Das ganze sollte aber auch mit einer for Schleife funktionieren, im Grunde so wie die while Schleife von MajinVegeta, dann hast du noch die Möglichkeit zu bestimmen wieviele angezeigt werden sollen. Dazu mußt du allerdings die Anzahl der Einträge vorher zählen.


----------



## redback79 (6. März 2002)

*width....*

nach stundenlangem probieren hab ich's zumindest ansatzweise geschafft... *gg*

weiss jemand wesshalb man beim einbinden einer tabelle mit dem parameter width="100%" nichts anfangen kann??

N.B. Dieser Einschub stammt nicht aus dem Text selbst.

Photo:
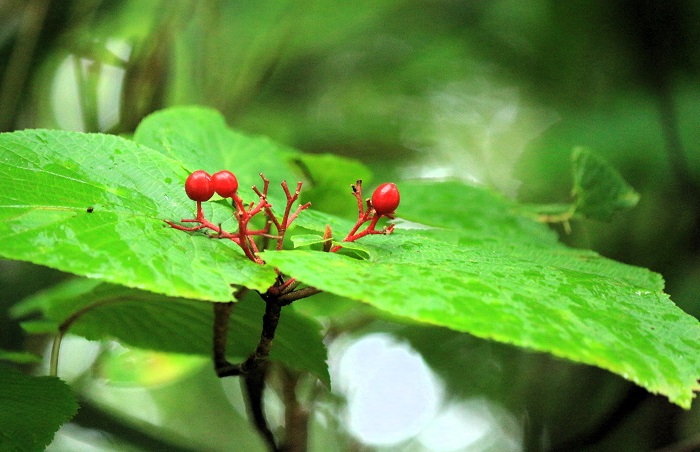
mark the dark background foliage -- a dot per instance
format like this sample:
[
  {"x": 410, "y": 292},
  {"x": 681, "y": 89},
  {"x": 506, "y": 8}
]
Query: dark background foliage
[{"x": 409, "y": 87}]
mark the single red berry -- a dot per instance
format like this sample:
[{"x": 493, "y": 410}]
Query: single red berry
[
  {"x": 225, "y": 183},
  {"x": 198, "y": 186},
  {"x": 385, "y": 199}
]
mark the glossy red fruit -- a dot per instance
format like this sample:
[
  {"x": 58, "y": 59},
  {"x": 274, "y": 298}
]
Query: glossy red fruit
[
  {"x": 385, "y": 199},
  {"x": 225, "y": 183},
  {"x": 198, "y": 186}
]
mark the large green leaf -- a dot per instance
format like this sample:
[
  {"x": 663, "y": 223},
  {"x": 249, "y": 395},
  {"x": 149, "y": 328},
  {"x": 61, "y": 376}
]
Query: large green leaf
[
  {"x": 518, "y": 287},
  {"x": 151, "y": 321},
  {"x": 94, "y": 205},
  {"x": 33, "y": 408}
]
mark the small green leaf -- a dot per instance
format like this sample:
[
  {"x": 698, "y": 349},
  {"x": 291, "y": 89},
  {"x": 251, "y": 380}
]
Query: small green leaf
[
  {"x": 176, "y": 325},
  {"x": 33, "y": 408},
  {"x": 306, "y": 240},
  {"x": 599, "y": 189},
  {"x": 597, "y": 312}
]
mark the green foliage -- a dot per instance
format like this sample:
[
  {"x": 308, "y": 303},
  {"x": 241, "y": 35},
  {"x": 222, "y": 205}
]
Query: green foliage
[
  {"x": 467, "y": 259},
  {"x": 147, "y": 320},
  {"x": 94, "y": 205},
  {"x": 33, "y": 408},
  {"x": 600, "y": 191}
]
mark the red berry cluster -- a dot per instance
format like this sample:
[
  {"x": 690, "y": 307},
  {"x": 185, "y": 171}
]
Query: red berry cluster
[{"x": 200, "y": 187}]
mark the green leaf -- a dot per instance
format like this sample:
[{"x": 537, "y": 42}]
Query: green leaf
[
  {"x": 575, "y": 305},
  {"x": 19, "y": 357},
  {"x": 599, "y": 189},
  {"x": 177, "y": 325},
  {"x": 198, "y": 138},
  {"x": 469, "y": 215},
  {"x": 94, "y": 205},
  {"x": 33, "y": 408}
]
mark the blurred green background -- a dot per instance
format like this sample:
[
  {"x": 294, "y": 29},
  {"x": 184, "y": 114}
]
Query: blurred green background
[{"x": 496, "y": 92}]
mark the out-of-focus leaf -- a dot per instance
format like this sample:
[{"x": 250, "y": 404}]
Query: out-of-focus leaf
[
  {"x": 599, "y": 189},
  {"x": 33, "y": 408},
  {"x": 177, "y": 325}
]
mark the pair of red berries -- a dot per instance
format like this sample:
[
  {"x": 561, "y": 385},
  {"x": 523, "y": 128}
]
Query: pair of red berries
[{"x": 200, "y": 186}]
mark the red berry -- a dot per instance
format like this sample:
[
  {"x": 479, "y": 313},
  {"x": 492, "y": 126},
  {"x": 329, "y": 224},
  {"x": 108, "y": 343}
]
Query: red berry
[
  {"x": 198, "y": 186},
  {"x": 225, "y": 183},
  {"x": 385, "y": 199}
]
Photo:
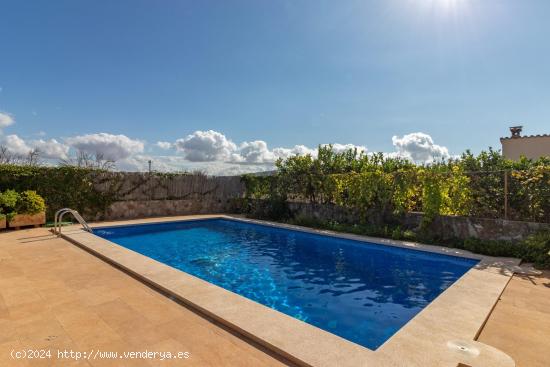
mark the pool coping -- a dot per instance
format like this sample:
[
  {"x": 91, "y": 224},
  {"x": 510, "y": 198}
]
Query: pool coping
[{"x": 442, "y": 334}]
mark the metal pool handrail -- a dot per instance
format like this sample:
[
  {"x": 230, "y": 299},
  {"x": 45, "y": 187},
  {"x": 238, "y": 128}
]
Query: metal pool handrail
[{"x": 59, "y": 216}]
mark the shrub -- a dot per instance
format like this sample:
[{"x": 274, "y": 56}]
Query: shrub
[
  {"x": 29, "y": 202},
  {"x": 8, "y": 201},
  {"x": 536, "y": 249}
]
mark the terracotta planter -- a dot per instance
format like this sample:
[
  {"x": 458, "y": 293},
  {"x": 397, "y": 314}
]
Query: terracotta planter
[{"x": 21, "y": 220}]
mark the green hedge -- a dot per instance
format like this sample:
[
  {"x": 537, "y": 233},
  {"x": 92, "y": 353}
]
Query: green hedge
[
  {"x": 27, "y": 202},
  {"x": 469, "y": 186},
  {"x": 65, "y": 186}
]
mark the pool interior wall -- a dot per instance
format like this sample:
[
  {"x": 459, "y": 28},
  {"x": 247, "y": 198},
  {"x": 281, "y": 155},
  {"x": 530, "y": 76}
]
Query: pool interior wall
[{"x": 360, "y": 291}]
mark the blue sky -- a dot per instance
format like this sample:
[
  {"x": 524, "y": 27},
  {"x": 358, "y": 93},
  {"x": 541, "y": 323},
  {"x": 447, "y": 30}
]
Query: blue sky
[{"x": 285, "y": 73}]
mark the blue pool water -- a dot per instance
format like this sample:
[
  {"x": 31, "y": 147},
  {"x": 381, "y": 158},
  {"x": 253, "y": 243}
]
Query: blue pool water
[{"x": 360, "y": 291}]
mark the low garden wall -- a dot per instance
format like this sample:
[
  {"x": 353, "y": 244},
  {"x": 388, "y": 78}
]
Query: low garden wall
[
  {"x": 157, "y": 196},
  {"x": 444, "y": 226}
]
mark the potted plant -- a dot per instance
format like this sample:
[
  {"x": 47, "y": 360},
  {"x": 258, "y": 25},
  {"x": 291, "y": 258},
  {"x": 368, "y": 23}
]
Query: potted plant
[
  {"x": 8, "y": 201},
  {"x": 30, "y": 210}
]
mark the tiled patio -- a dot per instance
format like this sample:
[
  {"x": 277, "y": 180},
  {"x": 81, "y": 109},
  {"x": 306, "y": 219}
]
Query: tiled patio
[
  {"x": 520, "y": 322},
  {"x": 54, "y": 295}
]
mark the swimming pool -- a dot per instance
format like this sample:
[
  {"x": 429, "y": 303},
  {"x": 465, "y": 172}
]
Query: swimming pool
[{"x": 360, "y": 291}]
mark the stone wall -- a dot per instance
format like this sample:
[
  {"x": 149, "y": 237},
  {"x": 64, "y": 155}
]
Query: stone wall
[
  {"x": 143, "y": 195},
  {"x": 446, "y": 227}
]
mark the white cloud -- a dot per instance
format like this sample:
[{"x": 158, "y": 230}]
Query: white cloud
[
  {"x": 213, "y": 146},
  {"x": 339, "y": 148},
  {"x": 206, "y": 146},
  {"x": 419, "y": 147},
  {"x": 253, "y": 152},
  {"x": 164, "y": 145},
  {"x": 113, "y": 147},
  {"x": 16, "y": 145},
  {"x": 5, "y": 120},
  {"x": 51, "y": 149},
  {"x": 285, "y": 153}
]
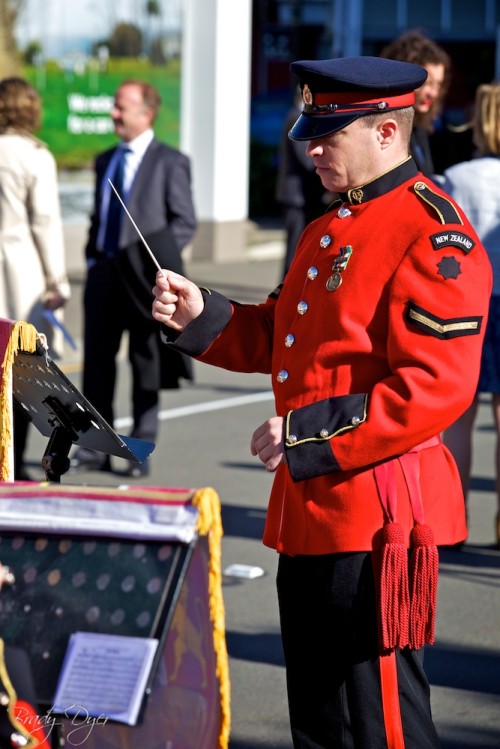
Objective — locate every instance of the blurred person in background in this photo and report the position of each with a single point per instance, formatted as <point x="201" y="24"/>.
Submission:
<point x="154" y="181"/>
<point x="475" y="185"/>
<point x="33" y="275"/>
<point x="417" y="48"/>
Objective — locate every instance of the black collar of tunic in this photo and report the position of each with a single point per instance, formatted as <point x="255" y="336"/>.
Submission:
<point x="380" y="185"/>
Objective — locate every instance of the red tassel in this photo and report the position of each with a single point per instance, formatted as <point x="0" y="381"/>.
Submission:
<point x="424" y="568"/>
<point x="394" y="592"/>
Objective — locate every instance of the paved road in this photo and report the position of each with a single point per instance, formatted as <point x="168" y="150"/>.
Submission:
<point x="204" y="441"/>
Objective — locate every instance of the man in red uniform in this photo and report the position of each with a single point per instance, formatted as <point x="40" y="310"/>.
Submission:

der bringt bei relativen breitenangebn ger keine ausgabe der tabelle!

THX


----------



## redback79 (6. März 2002)

*nl2br*

ach und noch was... 

wie kann ich einen mit folgender echo ausgabe einen "normalen" zeilenumbruch in einen <br> umwandeln???


```
...
echo("<td>nl2br($daten->eintrag)</td>");
...
```


der "frisst" mir mein "nl2br" nicht.... wie sieht da die syntax aus??


----------



## redback79 (6. März 2002)

ich habs jetzt so gemacht:


```
while($daten = mysql_fetch_object($sqlanfrage))     
    {                                                
$datum = getdate($daten->id);         
                
echo("<table border=\"1\"\width=\"400\">");
  echo("<tr>");
    echo("<td>$daten->titel</td>");
  echo("</tr>");
  echo("<tr>");
    echo("<td>Geschrieben am: $datum[weekday] - $datum[mday]/$datum[mon]/$datum[year] um: $datum[hours]:$datum[minutes]</td>");
  echo("</tr>");
  echo("<tr>");
    echo("<td>\nl2br($daten->eintrag)</td>");
  echo("</tr>");
echo("</table>");
echo("<p>");
        
    }
```

scheint mir ein wenig zuviel echo... aber es funktioniert jedenfalls!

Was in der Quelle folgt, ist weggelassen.